Matter of Jose M.C. v Liliana C. |
2017 NY Slip Op 03906 |
Decided on May 16, 2017 |
Appellate Division, First Department |
Published by New York State Law Reporting Bureau pursuant to Judiciary Law § 431. |
This opinion is uncorrected and subject to revision before publication in the Official Reports. |
Decided on May 16, 2017
Friedman, J.P., Richter, Moskowitz, Gische, Kapnick, JJ.
4029
v
Liliana C., Respondent-Respondent.
Leslie S. Lowenstein, Woodmere, for appellant.
Ira Treuhaft, New York, for respondent.
Jay A. Maller, New York, attorney for the child.
Order, Family Court, New York County (Carol Goldstein, J.), entered on or about April 15, 2016, which dismissed the father's petition to modify a final visitation order, unanimously affirmed, without costs.
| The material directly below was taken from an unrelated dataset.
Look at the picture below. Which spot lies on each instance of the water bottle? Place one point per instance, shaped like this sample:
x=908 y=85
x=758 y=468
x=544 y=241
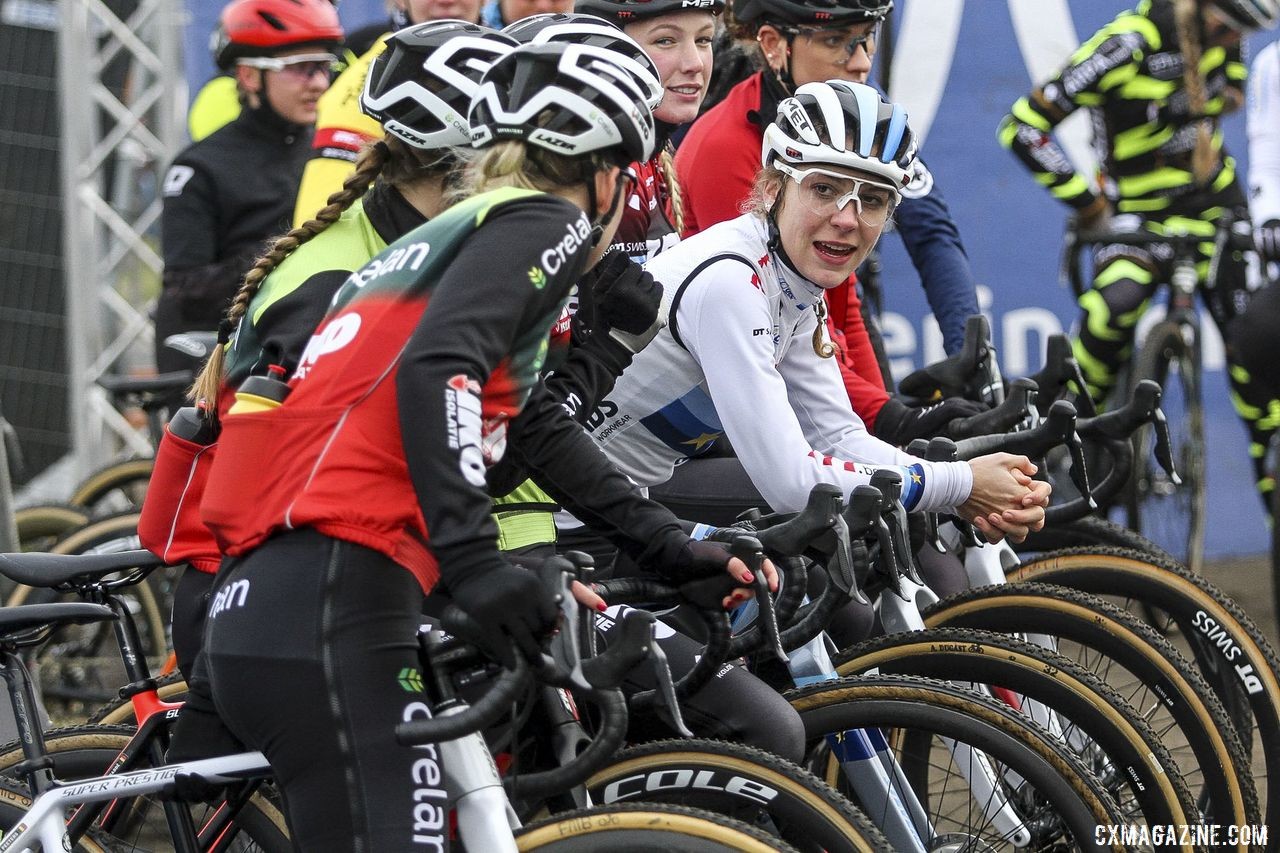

The father has failed to establish that there has been a change of circumstances such that a modification would be in the child's best interests (Matter of Luis F. v Dayhana D., 109 AD3d 731 [1st Dept 2013]). While the father maintains that he has relocated to New York, the trial court's finding to the contrary is entitled to deference. Regardless, the father does not have a residence of his own in Manhattan but sleeps on his mother's couch. The father has also failed to show that expanding visits would be in the child's best interests. The trial court found that the child's needs were being well met in the mother's primary care and that the change proposed by the father would virtually eliminate all of the mother's leisure time with the child. Moreover, the child herself, who was 13 at the time of the hearing, does not wish to see the father more frequently (see Matter of Liliana C. v Jose M.C., 128 AD3d 496 [1st Dept 2015]).
THIS CONSTITUTES THE DECISION AND ORDER
OF THE SUPREME COURT, APPELLATE DIVISION, FIRST DEPARTMENT.